With his last bite, he slid his plate away. “You should. We both should.”

We could go together, I wanted to say. Remember architecture in Barcelona? Playhouses in London? Instead, I patted my mouth with my napkin. “We’ll see. I’ve actually made other plans that might interfere.”

“Yeah?” He took a few uneven breaths. “What . . . plans?”

It was hard to believe after all this time, Manning and I were just having dinner and conversation. We were the same people but different, in a place that was the same but different. Physically and emotionally. I was saying things I’d only just begun to discover about myself. “I wonder a lot about what it would’ve been like if I’d gone to USC. I think at the end, before I left, I’d convinced myself that being a doctor or lawyer or businesswoman was what Dad wanted, not me. But I actually didn’t know. I ran away to get back at all of you. I would’ve made a good doctor. Or lawyer. Or businesswoman.”

“I agree,” he said. “But you’re great at whatever you set your mind to.”

Manning truly believed that, and I thought the same of him. “I’ve been giving all that a lot of thought, and I think I decided what’s next.” I took another bite and smiled. “Are you ready for this?”

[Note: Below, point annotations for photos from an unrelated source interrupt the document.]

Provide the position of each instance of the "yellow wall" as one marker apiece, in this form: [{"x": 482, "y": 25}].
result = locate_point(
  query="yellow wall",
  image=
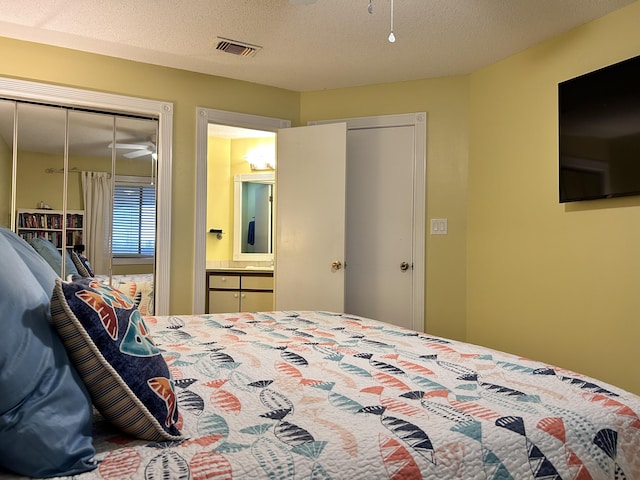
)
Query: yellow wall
[
  {"x": 219, "y": 199},
  {"x": 6, "y": 167},
  {"x": 447, "y": 105},
  {"x": 555, "y": 282}
]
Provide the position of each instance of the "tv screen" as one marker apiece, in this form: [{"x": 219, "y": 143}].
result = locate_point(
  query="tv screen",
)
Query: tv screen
[{"x": 599, "y": 133}]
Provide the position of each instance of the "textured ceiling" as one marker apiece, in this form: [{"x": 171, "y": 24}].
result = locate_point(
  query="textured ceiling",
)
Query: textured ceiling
[{"x": 305, "y": 45}]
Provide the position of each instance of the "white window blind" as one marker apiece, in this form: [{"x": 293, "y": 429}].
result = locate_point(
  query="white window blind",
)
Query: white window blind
[{"x": 134, "y": 218}]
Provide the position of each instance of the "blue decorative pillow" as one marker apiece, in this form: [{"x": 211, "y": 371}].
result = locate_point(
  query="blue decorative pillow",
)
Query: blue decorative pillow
[
  {"x": 110, "y": 345},
  {"x": 45, "y": 410},
  {"x": 82, "y": 265},
  {"x": 52, "y": 256}
]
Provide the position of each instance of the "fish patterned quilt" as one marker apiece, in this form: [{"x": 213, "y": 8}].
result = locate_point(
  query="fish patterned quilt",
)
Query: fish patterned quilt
[{"x": 320, "y": 395}]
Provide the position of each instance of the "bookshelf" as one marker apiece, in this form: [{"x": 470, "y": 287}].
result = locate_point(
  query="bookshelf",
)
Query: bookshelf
[{"x": 35, "y": 222}]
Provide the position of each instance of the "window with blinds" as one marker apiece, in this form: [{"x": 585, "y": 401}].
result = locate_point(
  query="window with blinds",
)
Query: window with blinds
[{"x": 134, "y": 219}]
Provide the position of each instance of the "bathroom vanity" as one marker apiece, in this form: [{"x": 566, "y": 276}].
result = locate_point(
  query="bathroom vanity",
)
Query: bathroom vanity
[{"x": 242, "y": 289}]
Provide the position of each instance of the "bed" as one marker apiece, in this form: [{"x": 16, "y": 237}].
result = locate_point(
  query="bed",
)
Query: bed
[{"x": 319, "y": 395}]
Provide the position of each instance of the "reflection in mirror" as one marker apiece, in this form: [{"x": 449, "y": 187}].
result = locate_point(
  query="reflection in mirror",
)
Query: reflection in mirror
[
  {"x": 51, "y": 136},
  {"x": 134, "y": 213},
  {"x": 40, "y": 197},
  {"x": 90, "y": 156},
  {"x": 7, "y": 109},
  {"x": 253, "y": 216}
]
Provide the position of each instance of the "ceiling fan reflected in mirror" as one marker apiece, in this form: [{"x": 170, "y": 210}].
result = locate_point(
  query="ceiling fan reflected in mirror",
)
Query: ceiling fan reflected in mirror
[{"x": 138, "y": 149}]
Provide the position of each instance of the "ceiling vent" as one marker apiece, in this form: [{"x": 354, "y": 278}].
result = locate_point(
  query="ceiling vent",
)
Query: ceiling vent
[{"x": 235, "y": 47}]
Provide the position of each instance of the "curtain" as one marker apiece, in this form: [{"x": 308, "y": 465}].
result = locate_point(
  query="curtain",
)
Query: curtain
[{"x": 96, "y": 189}]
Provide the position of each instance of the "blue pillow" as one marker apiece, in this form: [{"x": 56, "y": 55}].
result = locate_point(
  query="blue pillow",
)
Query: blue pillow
[
  {"x": 110, "y": 345},
  {"x": 45, "y": 411},
  {"x": 52, "y": 256}
]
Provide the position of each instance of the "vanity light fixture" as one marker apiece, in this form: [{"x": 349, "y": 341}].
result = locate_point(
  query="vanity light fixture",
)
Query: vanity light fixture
[
  {"x": 392, "y": 37},
  {"x": 261, "y": 158}
]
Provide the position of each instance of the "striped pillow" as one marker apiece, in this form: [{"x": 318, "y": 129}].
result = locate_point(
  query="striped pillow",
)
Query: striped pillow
[{"x": 110, "y": 346}]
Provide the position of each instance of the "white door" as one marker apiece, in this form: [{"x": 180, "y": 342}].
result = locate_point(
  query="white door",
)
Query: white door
[
  {"x": 310, "y": 218},
  {"x": 379, "y": 242}
]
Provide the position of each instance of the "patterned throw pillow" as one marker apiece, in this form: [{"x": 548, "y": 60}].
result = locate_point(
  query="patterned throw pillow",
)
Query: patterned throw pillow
[{"x": 108, "y": 341}]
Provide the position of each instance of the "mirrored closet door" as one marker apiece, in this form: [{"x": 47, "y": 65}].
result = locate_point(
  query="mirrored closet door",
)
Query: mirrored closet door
[{"x": 86, "y": 180}]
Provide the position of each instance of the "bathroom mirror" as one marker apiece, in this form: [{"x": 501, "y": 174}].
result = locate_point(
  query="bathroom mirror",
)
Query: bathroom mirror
[{"x": 253, "y": 217}]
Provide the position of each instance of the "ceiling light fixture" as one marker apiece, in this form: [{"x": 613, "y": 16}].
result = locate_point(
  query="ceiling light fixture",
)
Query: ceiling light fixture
[{"x": 392, "y": 37}]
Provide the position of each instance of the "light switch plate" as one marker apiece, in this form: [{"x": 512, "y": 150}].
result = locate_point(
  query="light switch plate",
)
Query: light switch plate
[{"x": 439, "y": 226}]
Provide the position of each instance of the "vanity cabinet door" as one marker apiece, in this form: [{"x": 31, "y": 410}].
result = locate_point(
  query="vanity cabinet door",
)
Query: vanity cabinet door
[{"x": 256, "y": 301}]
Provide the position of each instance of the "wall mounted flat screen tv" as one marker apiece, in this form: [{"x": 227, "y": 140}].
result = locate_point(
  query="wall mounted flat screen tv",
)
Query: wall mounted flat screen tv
[{"x": 599, "y": 133}]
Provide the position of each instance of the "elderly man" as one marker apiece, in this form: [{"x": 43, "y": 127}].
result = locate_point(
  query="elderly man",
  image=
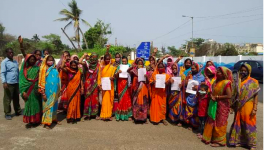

“All my life.” He narrowed his eyes playfully. “Tell me what you’re meant to do.”

“I’m going back to school.” My heart rate kicked up a notch anticipating his reaction. “To be a veterinarian.”

He laughed. “Well, well. Lake Dolly Kaplan.”

I scowled hearing my full name, but I couldn’t help the grin that broke through. “What? Why are you looking at me like that?”

“Like what? This is my unsurprised face.”

“You knew all along?”

“No,” he said, “but hearing you say it, it feels good. Feels right.”

“I thought the same thing when you told me about the furniture.” I smiled, sticking my hands between my knees. “I don’t know where I’ll go to school yet, but at least it’s a start.”

As he grew quiet, and I finished my wine, I sensed a shift in him. He’d just laughed, and that was kind of rare, so most likely, he was transitioning into Serious Manning now to overcompensate. After a few moments, he asked, “You wouldn’t stay here for school?”

“I don’t know. I can go anywhere.” I looked over at the palace Manning had built. “I don’t have anything like this. It’s just me.”

“Do you want all this?” he asked. “Would it make you happy? When you close your eyes like we did that night we made snow angels, where’s home?”

I inhaled deeply through my nose, shut my eyes, and waited for home to reveal itself. But only the afterimage of the lit-up house glowed yellow behind my lids. I saw Manning’s home, and then I saw Manning.

Manning was all I saw.

All I’d ever seen.

I kept it to myself. We weren’t in that place anymore. I’d learned a lot of things over the years, and one was that it wasn’t always fair to tell him how I felt. Another was that none of us were guaranteed anything in this life—especially true happiness. Why should I have it? Why had I thought, all those years ago, I deserved it? And at the expense of those who loved me? I opened my eyes.

Manning, as always, was watching me closely. “You all right?” he asked.

“That last day, in the hotel . . .” I said, turning the wineglass on the table. “Did I do the right thing, telling you to go back to her?”

Poor Manning looked completely caught off guard by the question. He sat back on the bench. “I . . . yeah, Lake. Yeah, you did. I mean, I understood why.”

“I’m so sorry about what happened, the . . .” I took a deep breath. Manning had to have been devastated over losing a baby, but it hadn’t been my time to be there for him. “The miscarriage.”

He dropped his eyes to my hand, watching as I fidgeted with my drink. “I know you are.”

“I wish I’d told you sooner, I just couldn’t. I couldn’t face you after we’d planned a life together that never happened. You’d been through so much heartache, and then the divorce—I didn’t know where I stood, or if you still believed we could work.”

After a few moments, he reached across the table, covered my hand, and looked up at me. “You know what I believe?”

I fought the urge to flip my palm up and braid our fingers together in such a way that it’d be impossible to undo before the night was over. “What?”